Friday, January 4, 2019: 2:10 PM
Salon 12 (Palmer House Hilton)
As the politics and science surrounding the pollution and ecological instability of the Chesapeake Bay has developed since midcentury, Virginia’s aging watermen—those who crab, fish, and oyster for a living—are forced to change as well. Aware that young watermen face a difficult future, older interviewees describe their resentment towards outsiders they term “come-heres,” who celebrate rural eastern Virginia’s beauty and authenticity but from an outsider perspective. Watermen attribute political power to come-heres and the legislators who they see as pursuing interests counter to their own: tourism, suburban development, and pleasure fishing.

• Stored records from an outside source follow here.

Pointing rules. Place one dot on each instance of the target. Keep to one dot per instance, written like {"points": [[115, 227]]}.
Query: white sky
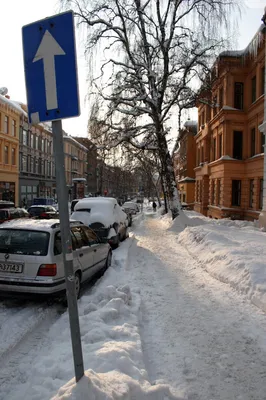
{"points": [[16, 13]]}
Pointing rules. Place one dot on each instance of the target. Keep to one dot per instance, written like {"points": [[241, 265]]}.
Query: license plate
{"points": [[11, 267]]}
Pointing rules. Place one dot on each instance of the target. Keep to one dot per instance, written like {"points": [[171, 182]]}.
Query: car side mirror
{"points": [[103, 240]]}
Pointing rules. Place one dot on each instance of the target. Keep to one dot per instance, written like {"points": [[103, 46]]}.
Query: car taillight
{"points": [[47, 270]]}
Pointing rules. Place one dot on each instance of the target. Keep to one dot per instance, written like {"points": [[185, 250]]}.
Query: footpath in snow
{"points": [[198, 334], [157, 325]]}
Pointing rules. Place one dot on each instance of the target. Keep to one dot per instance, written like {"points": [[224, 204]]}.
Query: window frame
{"points": [[236, 195]]}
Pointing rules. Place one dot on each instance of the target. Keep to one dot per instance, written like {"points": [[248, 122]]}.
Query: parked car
{"points": [[72, 205], [43, 201], [129, 215], [42, 211], [31, 260], [7, 214], [6, 204], [104, 216], [132, 206]]}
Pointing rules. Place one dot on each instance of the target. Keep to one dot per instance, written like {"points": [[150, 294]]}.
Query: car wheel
{"points": [[77, 284], [108, 261], [117, 241]]}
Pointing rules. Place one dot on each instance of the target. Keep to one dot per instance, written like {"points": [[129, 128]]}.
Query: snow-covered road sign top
{"points": [[51, 68]]}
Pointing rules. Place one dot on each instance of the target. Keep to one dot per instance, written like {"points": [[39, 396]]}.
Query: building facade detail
{"points": [[229, 145]]}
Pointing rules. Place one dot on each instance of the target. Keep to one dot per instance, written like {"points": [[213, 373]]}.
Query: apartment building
{"points": [[184, 159], [76, 167], [90, 171], [36, 161], [229, 145], [9, 150]]}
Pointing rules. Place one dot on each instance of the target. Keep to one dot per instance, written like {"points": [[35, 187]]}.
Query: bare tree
{"points": [[157, 52]]}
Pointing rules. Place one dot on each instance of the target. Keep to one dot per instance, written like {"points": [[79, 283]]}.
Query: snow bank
{"points": [[112, 350], [229, 251]]}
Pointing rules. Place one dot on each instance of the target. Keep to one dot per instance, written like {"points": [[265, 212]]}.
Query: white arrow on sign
{"points": [[48, 49]]}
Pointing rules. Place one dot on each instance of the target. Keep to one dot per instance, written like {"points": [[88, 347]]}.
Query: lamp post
{"points": [[262, 128]]}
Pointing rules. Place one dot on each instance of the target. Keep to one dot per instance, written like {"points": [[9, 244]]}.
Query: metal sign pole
{"points": [[67, 247]]}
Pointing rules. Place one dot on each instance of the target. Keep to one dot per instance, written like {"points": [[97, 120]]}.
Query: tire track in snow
{"points": [[25, 350], [197, 333]]}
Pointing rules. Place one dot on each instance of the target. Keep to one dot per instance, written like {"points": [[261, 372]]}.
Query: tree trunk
{"points": [[169, 176], [164, 196]]}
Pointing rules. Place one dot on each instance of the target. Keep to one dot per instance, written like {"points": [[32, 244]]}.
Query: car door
{"points": [[100, 250], [83, 250]]}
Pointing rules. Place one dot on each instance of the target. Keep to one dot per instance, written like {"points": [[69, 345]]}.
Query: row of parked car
{"points": [[31, 260]]}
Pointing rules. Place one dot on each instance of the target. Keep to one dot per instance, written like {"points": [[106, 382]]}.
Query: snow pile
{"points": [[112, 349], [184, 220], [229, 251]]}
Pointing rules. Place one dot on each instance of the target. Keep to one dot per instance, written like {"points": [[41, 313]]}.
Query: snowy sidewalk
{"points": [[197, 334]]}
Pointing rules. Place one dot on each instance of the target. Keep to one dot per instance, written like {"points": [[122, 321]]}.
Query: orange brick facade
{"points": [[229, 146], [185, 162]]}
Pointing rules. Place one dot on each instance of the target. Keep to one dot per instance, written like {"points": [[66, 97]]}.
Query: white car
{"points": [[132, 206], [31, 260], [104, 216]]}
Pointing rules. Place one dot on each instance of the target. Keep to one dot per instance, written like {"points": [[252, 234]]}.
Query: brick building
{"points": [[229, 145], [185, 161]]}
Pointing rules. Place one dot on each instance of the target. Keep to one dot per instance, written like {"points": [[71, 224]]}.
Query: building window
{"points": [[24, 137], [28, 163], [262, 88], [214, 105], [262, 141], [253, 89], [14, 127], [24, 163], [221, 97], [218, 191], [13, 156], [236, 193], [6, 124], [198, 154], [261, 194], [239, 95], [201, 154], [251, 190], [213, 192], [214, 149], [6, 154], [20, 162], [252, 142], [32, 163], [237, 145], [220, 146]]}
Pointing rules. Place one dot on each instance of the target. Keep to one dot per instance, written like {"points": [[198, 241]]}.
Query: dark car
{"points": [[129, 215], [42, 212], [6, 204], [6, 214]]}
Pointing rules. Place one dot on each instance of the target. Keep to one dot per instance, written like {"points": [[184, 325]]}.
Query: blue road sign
{"points": [[51, 68]]}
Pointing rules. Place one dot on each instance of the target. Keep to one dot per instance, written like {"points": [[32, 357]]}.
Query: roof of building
{"points": [[74, 141], [12, 104], [187, 179], [252, 47]]}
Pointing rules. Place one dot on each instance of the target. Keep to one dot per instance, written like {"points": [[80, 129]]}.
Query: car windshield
{"points": [[36, 210], [22, 241], [3, 214]]}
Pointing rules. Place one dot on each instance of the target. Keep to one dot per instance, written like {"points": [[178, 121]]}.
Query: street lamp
{"points": [[262, 128]]}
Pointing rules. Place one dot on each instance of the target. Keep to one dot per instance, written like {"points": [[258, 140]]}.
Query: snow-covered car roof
{"points": [[34, 224], [104, 210]]}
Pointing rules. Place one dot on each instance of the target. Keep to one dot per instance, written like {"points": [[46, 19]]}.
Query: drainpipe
{"points": [[262, 128]]}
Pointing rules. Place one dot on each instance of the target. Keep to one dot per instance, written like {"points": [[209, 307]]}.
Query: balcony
{"points": [[203, 168]]}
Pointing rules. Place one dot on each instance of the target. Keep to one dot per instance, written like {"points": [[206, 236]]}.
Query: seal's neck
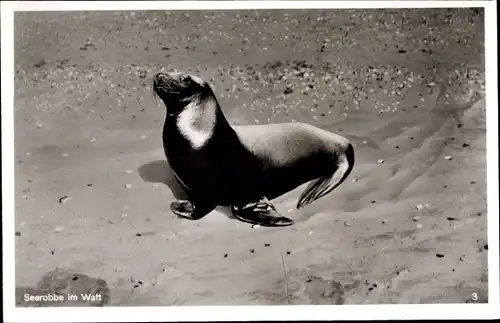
{"points": [[197, 121]]}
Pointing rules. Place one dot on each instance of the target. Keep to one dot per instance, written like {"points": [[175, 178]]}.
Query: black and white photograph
{"points": [[291, 156]]}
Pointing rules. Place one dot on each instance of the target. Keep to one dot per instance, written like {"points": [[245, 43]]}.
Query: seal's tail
{"points": [[326, 184]]}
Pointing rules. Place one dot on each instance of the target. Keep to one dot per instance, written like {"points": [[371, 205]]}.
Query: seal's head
{"points": [[177, 90]]}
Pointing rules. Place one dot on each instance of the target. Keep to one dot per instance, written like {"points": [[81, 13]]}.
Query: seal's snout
{"points": [[160, 78]]}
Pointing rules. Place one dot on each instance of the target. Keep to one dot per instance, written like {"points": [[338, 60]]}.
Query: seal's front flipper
{"points": [[328, 183], [262, 213], [186, 209]]}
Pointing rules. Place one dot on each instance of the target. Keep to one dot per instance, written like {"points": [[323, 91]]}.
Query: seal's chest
{"points": [[196, 124]]}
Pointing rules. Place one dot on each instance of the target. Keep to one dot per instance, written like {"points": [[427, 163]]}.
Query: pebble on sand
{"points": [[64, 199], [59, 228]]}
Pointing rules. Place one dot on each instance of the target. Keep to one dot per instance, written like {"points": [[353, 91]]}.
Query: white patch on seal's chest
{"points": [[196, 123]]}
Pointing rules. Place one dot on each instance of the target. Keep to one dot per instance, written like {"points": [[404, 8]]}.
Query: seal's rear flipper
{"points": [[326, 184], [262, 213], [186, 209]]}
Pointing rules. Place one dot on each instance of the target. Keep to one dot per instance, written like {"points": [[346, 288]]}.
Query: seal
{"points": [[243, 167]]}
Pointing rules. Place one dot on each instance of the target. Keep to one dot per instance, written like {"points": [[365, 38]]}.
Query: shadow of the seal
{"points": [[159, 171]]}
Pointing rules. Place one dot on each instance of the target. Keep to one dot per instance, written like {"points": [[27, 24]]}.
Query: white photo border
{"points": [[243, 313]]}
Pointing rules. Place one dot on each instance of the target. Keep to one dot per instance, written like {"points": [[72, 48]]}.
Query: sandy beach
{"points": [[93, 189]]}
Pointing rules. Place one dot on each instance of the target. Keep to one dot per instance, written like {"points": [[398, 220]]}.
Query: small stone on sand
{"points": [[64, 199], [59, 228]]}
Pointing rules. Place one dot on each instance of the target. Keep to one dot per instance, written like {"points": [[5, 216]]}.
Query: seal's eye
{"points": [[185, 79]]}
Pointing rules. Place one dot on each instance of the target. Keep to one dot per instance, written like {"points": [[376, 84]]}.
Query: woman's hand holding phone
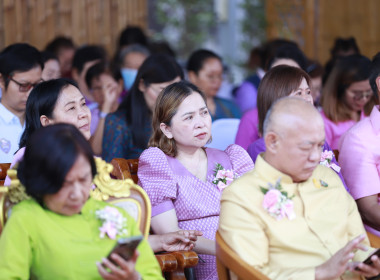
{"points": [[120, 263], [122, 270]]}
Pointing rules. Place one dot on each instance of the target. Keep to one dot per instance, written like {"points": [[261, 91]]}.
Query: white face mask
{"points": [[129, 76]]}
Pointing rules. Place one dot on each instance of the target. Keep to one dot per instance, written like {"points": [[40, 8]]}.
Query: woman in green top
{"points": [[62, 233]]}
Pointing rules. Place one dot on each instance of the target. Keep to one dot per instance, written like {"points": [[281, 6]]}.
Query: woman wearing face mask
{"points": [[127, 131], [347, 96], [183, 179], [279, 82], [56, 233], [60, 101], [205, 70]]}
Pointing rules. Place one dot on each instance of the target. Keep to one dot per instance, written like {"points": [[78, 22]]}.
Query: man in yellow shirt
{"points": [[291, 217]]}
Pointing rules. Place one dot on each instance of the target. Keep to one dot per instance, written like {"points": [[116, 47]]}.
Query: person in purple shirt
{"points": [[279, 82], [347, 96], [360, 159], [183, 179]]}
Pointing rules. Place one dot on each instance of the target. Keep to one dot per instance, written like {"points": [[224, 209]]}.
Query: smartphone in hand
{"points": [[126, 247]]}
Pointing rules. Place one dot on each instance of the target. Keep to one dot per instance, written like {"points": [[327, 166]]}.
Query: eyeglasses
{"points": [[360, 94], [26, 86]]}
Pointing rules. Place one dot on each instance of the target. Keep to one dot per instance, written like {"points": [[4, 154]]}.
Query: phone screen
{"points": [[125, 247], [368, 260]]}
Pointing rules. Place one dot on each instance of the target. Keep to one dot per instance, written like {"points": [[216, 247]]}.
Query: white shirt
{"points": [[10, 133]]}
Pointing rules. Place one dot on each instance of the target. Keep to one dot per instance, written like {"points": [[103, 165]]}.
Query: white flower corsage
{"points": [[277, 202], [222, 177], [326, 160]]}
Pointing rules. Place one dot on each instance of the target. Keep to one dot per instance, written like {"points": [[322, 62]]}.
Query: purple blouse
{"points": [[170, 185], [248, 131], [258, 147]]}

From the outsider perspective of a “come-here,” this presentation discusses the complicated relationship between older rural people and the researcher as a “come-here” with privilege and power. Surmounting this gap requires acknowledging that interviewees, in this case primarily watermen, and their interviewers often disagree about the causes of environmental degradation, but both want to save the bay. Loyalty, for this researcher, means commitment to present and highlight the knowledge and opinions of people with which we profoundly disagree. In Liz Stanley and Sue Wise’s words, we should abandon the hope that researchers “can become experts in other peoples’ lives.” Instead, through its tie to research institutions and academics, oral history amplifies the voices of these less privileged stakeholders, and creates a new role for watermen as experts, the arbiters of what is and is not authentic to their communities.